Tapper World Tour is a reinterpretation of the 1983 Bally Midway arcade game Tapper for iOS. Players take the role of a bartender with the goal of serving drinks and collecting empty glasses and tips from a demanding group of patrons. The game was developed by Square One Studios and published by WB Games.

==Gameplay==
In Tapper World Tour, players wander to different watering holes around the globe to serve libations to patrons. As the tender of the bar, players have three or more countertops to manage. Patrons arrive sporadically at the end of each bar slowly advancing and demanding drinks.

Customers are served by filling a mug with their drink of choice and sliding the mug towards the advancing customer. Once caught, the satisfied patron gulps his drink and heads to the end of the line. As the game progresses, customers appear more frequently, move faster along the bar, and are pushed back shorter distances after catching their drinks.

Bartenders must clear the entire lot of customers to proceed to the next level.

Tapper World Tour lets players choose between two playable bartenders: the returning Sam from the original arcade game, or his daughter Nikki, introduced for this installment.
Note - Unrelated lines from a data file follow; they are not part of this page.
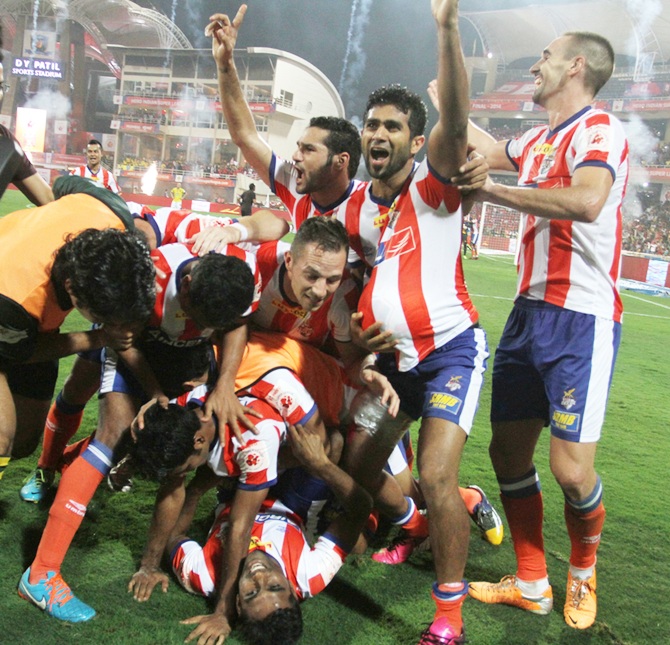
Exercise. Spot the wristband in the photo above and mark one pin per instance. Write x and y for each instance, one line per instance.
(244, 233)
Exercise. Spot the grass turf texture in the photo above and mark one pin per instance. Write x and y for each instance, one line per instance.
(369, 603)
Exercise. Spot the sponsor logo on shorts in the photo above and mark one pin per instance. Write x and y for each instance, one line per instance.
(285, 308)
(76, 507)
(565, 421)
(441, 401)
(454, 383)
(568, 400)
(12, 336)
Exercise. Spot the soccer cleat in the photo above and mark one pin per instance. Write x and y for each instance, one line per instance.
(36, 485)
(440, 632)
(507, 592)
(580, 602)
(487, 519)
(120, 478)
(399, 550)
(52, 595)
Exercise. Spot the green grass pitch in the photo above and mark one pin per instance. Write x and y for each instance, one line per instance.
(368, 603)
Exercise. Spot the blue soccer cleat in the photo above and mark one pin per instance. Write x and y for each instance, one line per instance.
(53, 595)
(36, 485)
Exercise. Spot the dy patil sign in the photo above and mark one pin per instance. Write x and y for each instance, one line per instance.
(39, 57)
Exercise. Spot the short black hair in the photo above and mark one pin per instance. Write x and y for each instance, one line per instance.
(327, 233)
(111, 274)
(281, 627)
(222, 289)
(343, 136)
(175, 365)
(406, 101)
(165, 442)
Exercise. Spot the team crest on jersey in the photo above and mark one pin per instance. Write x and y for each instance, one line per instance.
(454, 383)
(398, 244)
(12, 336)
(283, 400)
(299, 312)
(253, 458)
(547, 164)
(441, 401)
(306, 330)
(599, 138)
(568, 400)
(380, 220)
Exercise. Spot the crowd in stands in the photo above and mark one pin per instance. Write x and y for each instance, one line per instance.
(650, 232)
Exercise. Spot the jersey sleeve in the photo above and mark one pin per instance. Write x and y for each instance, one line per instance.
(257, 458)
(319, 566)
(600, 142)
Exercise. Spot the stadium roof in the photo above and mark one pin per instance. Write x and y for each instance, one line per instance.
(108, 22)
(639, 29)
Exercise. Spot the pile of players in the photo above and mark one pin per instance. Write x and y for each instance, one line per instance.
(291, 372)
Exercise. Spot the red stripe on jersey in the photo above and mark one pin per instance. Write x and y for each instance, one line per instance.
(559, 262)
(161, 263)
(528, 238)
(316, 585)
(352, 221)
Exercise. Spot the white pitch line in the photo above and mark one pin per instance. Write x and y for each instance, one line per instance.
(649, 302)
(626, 313)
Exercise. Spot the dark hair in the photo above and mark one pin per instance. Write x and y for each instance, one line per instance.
(599, 56)
(327, 233)
(111, 274)
(281, 627)
(343, 136)
(222, 289)
(175, 365)
(406, 101)
(165, 442)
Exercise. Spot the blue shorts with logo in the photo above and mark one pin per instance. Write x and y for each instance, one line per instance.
(556, 365)
(445, 384)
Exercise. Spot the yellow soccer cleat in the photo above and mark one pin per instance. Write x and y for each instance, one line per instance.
(507, 592)
(580, 602)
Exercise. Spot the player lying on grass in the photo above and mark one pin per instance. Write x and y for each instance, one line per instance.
(281, 568)
(161, 227)
(50, 264)
(198, 295)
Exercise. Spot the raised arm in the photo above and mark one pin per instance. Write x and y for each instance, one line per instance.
(447, 144)
(236, 111)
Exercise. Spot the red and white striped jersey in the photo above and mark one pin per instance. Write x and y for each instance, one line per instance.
(168, 323)
(172, 226)
(277, 312)
(278, 532)
(574, 265)
(254, 461)
(363, 216)
(417, 289)
(101, 178)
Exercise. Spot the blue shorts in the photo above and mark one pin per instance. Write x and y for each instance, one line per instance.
(445, 384)
(555, 364)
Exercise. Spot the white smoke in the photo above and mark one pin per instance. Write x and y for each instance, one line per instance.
(354, 56)
(642, 144)
(56, 105)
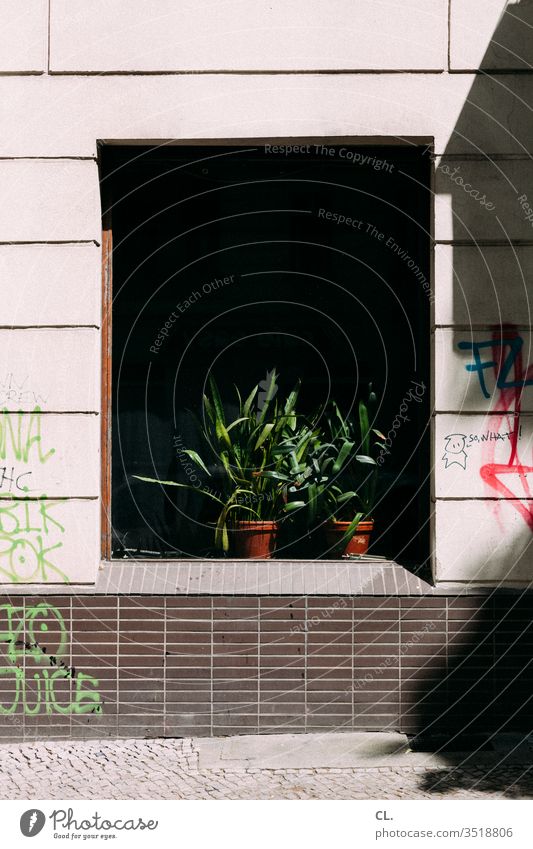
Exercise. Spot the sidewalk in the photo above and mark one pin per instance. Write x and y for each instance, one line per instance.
(284, 766)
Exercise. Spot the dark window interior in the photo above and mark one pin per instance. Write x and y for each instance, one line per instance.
(236, 242)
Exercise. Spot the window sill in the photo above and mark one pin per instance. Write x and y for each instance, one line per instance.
(364, 577)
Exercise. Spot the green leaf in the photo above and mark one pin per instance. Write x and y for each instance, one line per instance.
(291, 506)
(181, 485)
(263, 436)
(249, 401)
(219, 409)
(197, 459)
(365, 427)
(343, 455)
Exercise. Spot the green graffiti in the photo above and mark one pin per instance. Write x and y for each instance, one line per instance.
(36, 668)
(20, 435)
(29, 534)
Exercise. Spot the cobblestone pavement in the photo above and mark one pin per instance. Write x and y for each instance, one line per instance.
(169, 769)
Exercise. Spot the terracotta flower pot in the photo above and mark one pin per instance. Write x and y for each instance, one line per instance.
(254, 540)
(358, 543)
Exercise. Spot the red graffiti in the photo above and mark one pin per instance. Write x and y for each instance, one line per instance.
(514, 472)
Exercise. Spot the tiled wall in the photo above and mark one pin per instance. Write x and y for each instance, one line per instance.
(74, 73)
(214, 666)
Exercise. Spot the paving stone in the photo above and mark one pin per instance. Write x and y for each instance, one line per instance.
(168, 769)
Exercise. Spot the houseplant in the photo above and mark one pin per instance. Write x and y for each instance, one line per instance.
(354, 476)
(251, 458)
(338, 487)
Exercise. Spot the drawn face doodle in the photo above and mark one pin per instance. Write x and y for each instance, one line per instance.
(454, 450)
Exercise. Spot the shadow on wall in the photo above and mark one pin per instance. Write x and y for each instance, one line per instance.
(481, 686)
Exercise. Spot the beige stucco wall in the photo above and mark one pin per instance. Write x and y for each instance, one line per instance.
(133, 70)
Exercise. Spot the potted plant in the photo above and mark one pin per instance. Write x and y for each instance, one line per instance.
(250, 455)
(354, 475)
(339, 485)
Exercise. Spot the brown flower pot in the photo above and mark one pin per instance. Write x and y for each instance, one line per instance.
(254, 540)
(358, 543)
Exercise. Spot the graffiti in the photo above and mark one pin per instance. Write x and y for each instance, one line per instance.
(28, 535)
(509, 480)
(36, 670)
(454, 450)
(29, 532)
(502, 365)
(18, 394)
(492, 436)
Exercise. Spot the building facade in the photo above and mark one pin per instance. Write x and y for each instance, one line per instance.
(94, 646)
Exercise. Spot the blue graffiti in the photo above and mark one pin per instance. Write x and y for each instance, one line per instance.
(515, 347)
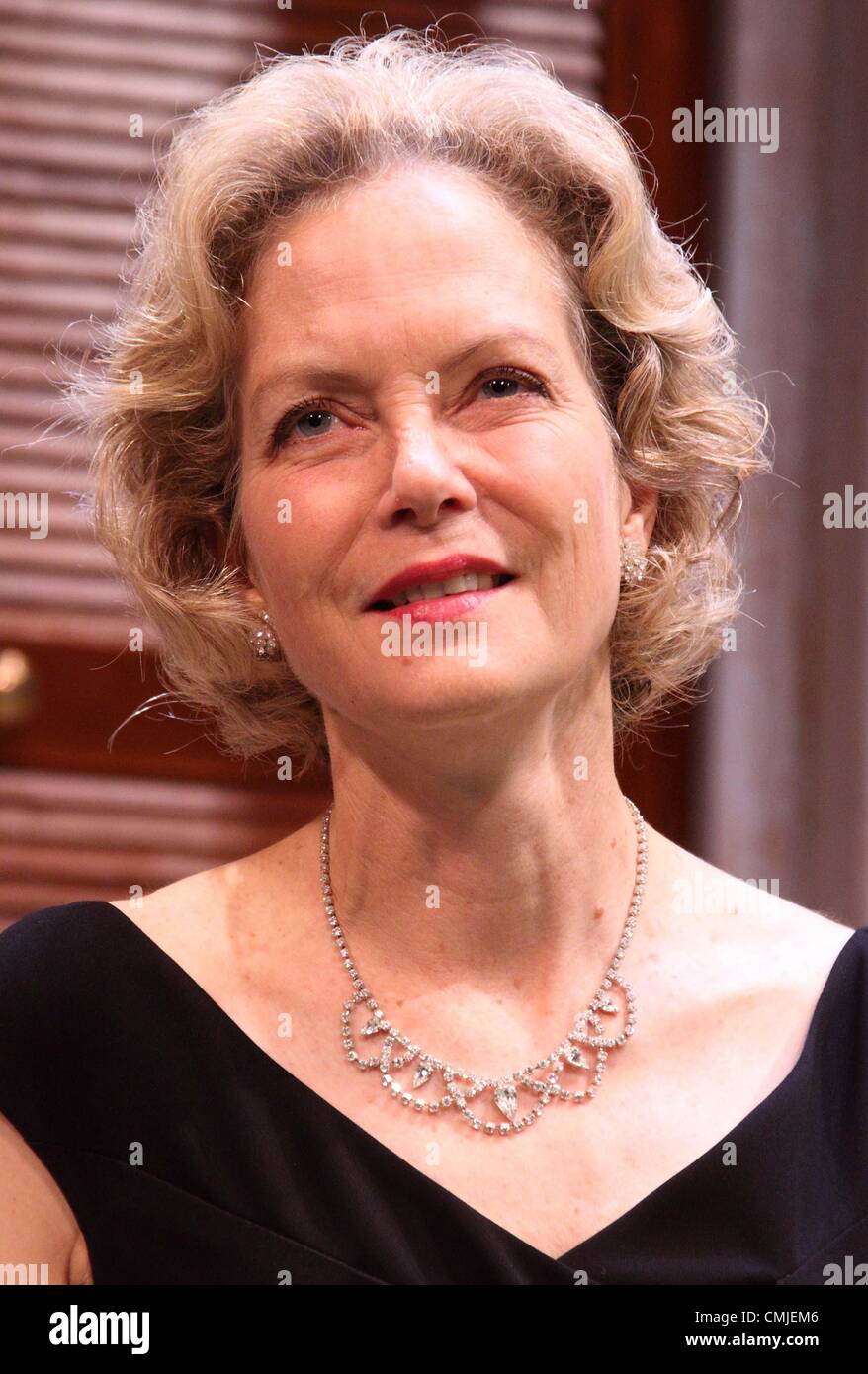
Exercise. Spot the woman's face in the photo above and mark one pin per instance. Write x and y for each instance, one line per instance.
(441, 409)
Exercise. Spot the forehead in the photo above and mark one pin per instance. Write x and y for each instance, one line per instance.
(411, 249)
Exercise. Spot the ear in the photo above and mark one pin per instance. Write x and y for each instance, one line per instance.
(639, 507)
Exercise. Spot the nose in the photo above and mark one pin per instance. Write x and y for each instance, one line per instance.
(426, 481)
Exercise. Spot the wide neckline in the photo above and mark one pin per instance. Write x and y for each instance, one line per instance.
(289, 1080)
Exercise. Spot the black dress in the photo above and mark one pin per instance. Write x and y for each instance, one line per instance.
(249, 1176)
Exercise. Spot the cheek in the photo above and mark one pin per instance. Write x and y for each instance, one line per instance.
(288, 546)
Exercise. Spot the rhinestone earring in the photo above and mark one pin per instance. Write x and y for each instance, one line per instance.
(263, 641)
(634, 562)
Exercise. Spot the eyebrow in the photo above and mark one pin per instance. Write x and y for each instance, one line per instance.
(320, 376)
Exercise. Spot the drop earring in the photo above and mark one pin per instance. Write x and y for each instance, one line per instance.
(634, 562)
(263, 641)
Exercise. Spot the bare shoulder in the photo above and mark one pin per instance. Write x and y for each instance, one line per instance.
(748, 930)
(209, 915)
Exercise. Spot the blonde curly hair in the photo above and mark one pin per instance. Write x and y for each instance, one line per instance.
(158, 391)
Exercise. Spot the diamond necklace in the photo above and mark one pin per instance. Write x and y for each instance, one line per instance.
(462, 1087)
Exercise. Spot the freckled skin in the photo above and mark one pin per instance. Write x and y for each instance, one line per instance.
(402, 472)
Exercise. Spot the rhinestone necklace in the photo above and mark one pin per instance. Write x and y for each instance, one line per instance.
(459, 1087)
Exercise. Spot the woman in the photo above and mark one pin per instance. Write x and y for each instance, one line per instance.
(405, 352)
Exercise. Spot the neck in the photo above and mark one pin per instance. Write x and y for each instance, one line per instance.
(497, 869)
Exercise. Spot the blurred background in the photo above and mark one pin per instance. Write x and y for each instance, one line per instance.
(766, 775)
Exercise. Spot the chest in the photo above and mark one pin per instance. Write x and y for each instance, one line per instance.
(575, 1169)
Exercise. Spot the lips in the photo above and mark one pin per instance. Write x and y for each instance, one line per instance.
(454, 576)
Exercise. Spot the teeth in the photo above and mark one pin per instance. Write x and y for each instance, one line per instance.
(466, 583)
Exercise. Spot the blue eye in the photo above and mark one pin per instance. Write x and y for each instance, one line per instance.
(514, 374)
(314, 407)
(285, 426)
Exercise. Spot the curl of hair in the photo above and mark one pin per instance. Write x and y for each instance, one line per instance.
(159, 400)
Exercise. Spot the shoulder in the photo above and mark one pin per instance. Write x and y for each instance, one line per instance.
(207, 919)
(743, 934)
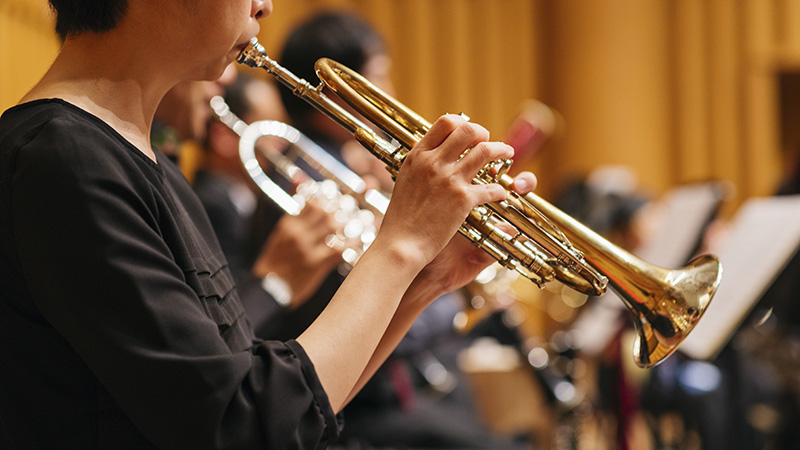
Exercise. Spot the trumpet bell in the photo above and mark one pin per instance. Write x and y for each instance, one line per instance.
(547, 244)
(667, 305)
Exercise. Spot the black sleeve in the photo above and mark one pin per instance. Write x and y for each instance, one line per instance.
(98, 268)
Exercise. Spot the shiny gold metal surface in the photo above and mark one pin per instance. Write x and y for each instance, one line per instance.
(545, 243)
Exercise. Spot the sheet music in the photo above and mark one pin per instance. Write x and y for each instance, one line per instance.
(684, 213)
(763, 236)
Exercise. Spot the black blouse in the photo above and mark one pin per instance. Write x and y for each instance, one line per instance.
(120, 323)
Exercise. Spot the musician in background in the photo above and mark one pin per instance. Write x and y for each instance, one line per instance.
(399, 408)
(255, 234)
(121, 322)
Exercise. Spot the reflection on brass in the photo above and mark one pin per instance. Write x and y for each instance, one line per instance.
(545, 243)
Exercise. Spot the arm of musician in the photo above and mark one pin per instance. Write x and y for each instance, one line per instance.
(296, 252)
(349, 333)
(458, 264)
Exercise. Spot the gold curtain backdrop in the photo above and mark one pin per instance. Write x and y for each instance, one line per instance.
(679, 90)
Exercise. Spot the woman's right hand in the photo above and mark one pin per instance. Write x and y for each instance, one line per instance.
(434, 191)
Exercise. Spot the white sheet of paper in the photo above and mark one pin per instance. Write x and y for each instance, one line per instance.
(684, 213)
(762, 236)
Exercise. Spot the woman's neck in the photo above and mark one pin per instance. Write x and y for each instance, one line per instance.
(95, 74)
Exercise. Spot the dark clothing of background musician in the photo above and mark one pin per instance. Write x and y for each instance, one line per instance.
(148, 291)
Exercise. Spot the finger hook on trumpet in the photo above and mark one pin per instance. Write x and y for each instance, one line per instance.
(547, 244)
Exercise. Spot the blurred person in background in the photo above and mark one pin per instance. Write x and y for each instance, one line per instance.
(400, 407)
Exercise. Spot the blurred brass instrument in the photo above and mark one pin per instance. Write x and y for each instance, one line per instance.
(547, 244)
(340, 190)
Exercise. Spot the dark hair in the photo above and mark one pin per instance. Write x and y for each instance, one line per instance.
(78, 16)
(341, 36)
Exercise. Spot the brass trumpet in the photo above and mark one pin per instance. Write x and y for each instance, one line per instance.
(357, 207)
(547, 244)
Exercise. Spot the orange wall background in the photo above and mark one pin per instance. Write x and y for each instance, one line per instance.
(679, 90)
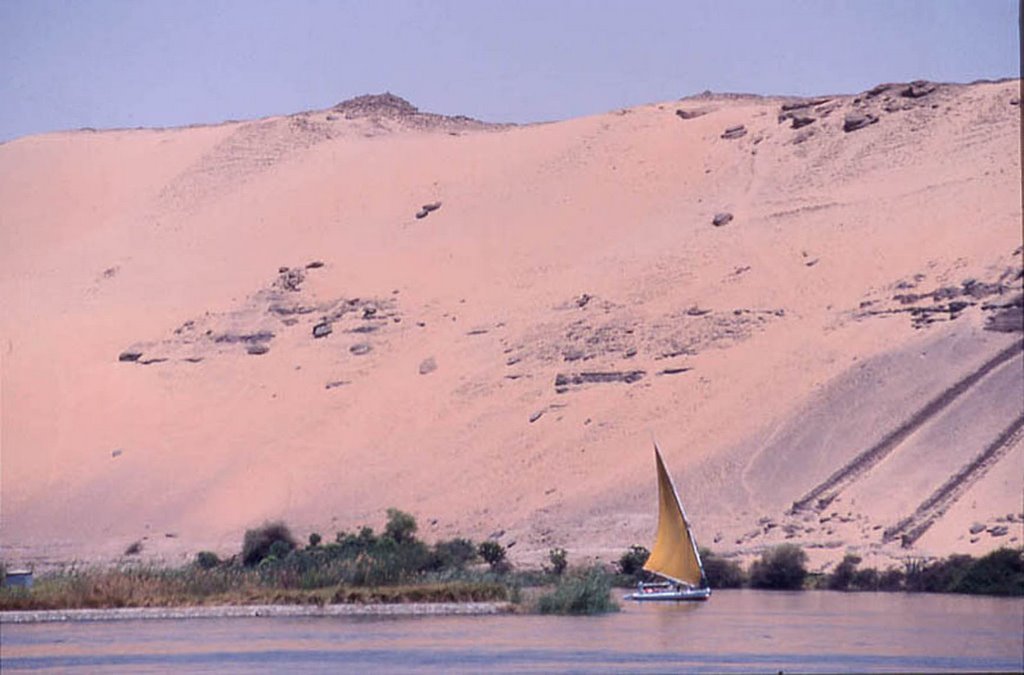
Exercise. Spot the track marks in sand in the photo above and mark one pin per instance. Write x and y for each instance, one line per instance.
(910, 529)
(824, 493)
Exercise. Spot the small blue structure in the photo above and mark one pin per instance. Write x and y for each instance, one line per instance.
(18, 579)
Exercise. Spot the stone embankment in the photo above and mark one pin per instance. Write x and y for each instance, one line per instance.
(261, 610)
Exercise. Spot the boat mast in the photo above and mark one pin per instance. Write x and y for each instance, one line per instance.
(686, 521)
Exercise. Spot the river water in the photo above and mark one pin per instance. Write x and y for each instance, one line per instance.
(735, 631)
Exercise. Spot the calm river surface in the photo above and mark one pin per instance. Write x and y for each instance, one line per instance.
(735, 631)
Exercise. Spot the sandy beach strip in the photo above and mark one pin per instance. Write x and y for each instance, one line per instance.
(269, 610)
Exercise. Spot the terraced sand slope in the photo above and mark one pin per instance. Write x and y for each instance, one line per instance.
(208, 327)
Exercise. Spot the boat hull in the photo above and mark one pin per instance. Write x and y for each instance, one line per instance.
(674, 595)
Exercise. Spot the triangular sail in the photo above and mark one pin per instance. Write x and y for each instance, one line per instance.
(675, 555)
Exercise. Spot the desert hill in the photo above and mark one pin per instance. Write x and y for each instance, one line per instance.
(814, 305)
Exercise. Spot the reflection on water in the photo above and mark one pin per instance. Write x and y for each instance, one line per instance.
(736, 631)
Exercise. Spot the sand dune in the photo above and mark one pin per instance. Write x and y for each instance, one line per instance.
(207, 327)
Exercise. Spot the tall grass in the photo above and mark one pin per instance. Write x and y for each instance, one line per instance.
(586, 592)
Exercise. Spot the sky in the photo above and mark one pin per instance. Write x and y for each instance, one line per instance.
(107, 64)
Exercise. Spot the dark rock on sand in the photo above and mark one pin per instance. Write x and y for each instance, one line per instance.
(1007, 320)
(734, 132)
(565, 380)
(427, 209)
(290, 280)
(802, 136)
(722, 218)
(802, 121)
(918, 88)
(856, 121)
(880, 89)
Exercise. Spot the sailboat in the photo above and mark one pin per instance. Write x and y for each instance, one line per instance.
(674, 557)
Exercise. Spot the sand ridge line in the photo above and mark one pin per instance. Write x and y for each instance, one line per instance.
(821, 496)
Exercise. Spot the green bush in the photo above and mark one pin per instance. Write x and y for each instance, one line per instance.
(721, 573)
(207, 560)
(558, 558)
(842, 577)
(890, 580)
(494, 554)
(258, 543)
(781, 567)
(587, 593)
(632, 561)
(998, 573)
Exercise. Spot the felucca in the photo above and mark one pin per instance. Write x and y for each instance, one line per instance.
(675, 555)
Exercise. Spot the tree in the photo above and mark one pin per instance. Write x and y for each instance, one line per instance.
(781, 567)
(721, 573)
(559, 560)
(494, 554)
(259, 541)
(844, 574)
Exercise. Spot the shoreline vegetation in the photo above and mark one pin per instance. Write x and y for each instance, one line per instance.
(394, 568)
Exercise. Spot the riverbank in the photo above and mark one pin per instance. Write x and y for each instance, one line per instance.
(259, 610)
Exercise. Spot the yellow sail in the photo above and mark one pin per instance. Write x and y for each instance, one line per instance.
(674, 555)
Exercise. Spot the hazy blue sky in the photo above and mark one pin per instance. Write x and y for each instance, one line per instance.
(69, 64)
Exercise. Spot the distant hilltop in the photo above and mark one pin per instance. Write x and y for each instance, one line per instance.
(385, 104)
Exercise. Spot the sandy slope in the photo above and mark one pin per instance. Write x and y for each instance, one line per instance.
(765, 354)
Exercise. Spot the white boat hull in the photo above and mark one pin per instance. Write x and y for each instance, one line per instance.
(671, 595)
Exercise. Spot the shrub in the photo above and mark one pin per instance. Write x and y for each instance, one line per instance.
(400, 525)
(258, 542)
(587, 593)
(721, 573)
(558, 559)
(207, 560)
(890, 580)
(998, 573)
(842, 577)
(781, 567)
(494, 554)
(632, 561)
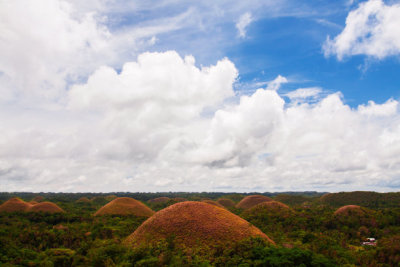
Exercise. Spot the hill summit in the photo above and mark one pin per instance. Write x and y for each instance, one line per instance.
(250, 201)
(194, 224)
(46, 206)
(125, 206)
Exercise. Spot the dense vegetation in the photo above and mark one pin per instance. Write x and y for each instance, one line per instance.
(311, 234)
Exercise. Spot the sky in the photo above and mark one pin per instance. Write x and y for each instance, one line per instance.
(227, 96)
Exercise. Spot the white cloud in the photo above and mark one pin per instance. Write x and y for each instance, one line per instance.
(301, 94)
(276, 83)
(372, 29)
(243, 23)
(162, 124)
(389, 108)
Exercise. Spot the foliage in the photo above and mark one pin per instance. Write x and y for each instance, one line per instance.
(310, 236)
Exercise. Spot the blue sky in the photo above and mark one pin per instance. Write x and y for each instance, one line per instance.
(113, 95)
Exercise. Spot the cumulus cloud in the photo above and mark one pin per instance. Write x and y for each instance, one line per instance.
(372, 29)
(303, 94)
(162, 123)
(275, 84)
(243, 23)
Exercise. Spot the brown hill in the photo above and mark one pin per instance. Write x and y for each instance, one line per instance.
(83, 200)
(250, 201)
(38, 199)
(159, 200)
(212, 202)
(110, 197)
(14, 204)
(125, 206)
(226, 202)
(268, 209)
(179, 199)
(46, 206)
(292, 200)
(194, 224)
(362, 198)
(350, 210)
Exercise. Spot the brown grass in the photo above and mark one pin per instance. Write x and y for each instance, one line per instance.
(110, 197)
(179, 199)
(226, 202)
(83, 200)
(272, 208)
(125, 206)
(250, 201)
(212, 202)
(159, 200)
(46, 206)
(350, 210)
(194, 224)
(14, 204)
(38, 199)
The story follows the pair traveling the globe together, with Sam showing Nikki the trade as they serve customers in each new location.

==Development==

Developer logo

Tapper World Tour was developed by Square One Studios, a US-based company, located in Phoenix, Arizona. It was founded in 2010 by Michelle Bizzarro. Tapper World Tour was the company's debut title. In Fall of 2011, Square One released two more mobile titles for iOS: The Recycler and Season Pass Football with Steve Overmyer. Another title, Shanghai Dragon Club, was in development in 2012.

Warner Bros. Digital Distribution distributed Tapper World Tour for iOS. The game was released in March 2011.

In May 2011, Square One Studios released an update for Tapper World Tour that expanded the game into Europe, adding 40 new levels. A free, ad-supported version of the game, offering a trial of the base gameplay with an option to unlock the full version, was later released in June 2011.

==Reception==
===Previews===
Preview coverage of the game has been positive. Jared Nelson of Touch Arcade said that he was eager to see new version of the original game playing on iOS.

IGN'S Levi Buchanan expressed that he was "really excited for the iOS remake from Warner Bros. because Don Bluth – the genius behind two of my favorite arcade games: Dragon's Lair and Space Ace – has been signed to do the art and animation".

IGN gave the game an 8.5 out of 10, calling it a revival of the arcade original for both longtime fans and newer players.[6] Pocketgamer rated it 8 out of 10, describing it as a strong example of arcade gameplay done well on iOS.

After the 2011 Game Developers Conference, Tapper World Tour was included in PocketGamer's "Top 10 most promising iPhone, iPod touch, and iPad games from GDC 2011" and IGN's "GDC: 5 Great iPhone and iPad Games".

===Reviews===
Tapper World Tour garnered generally positive reviews, and holds an average of 81/100 on aggregate web site Metacritic.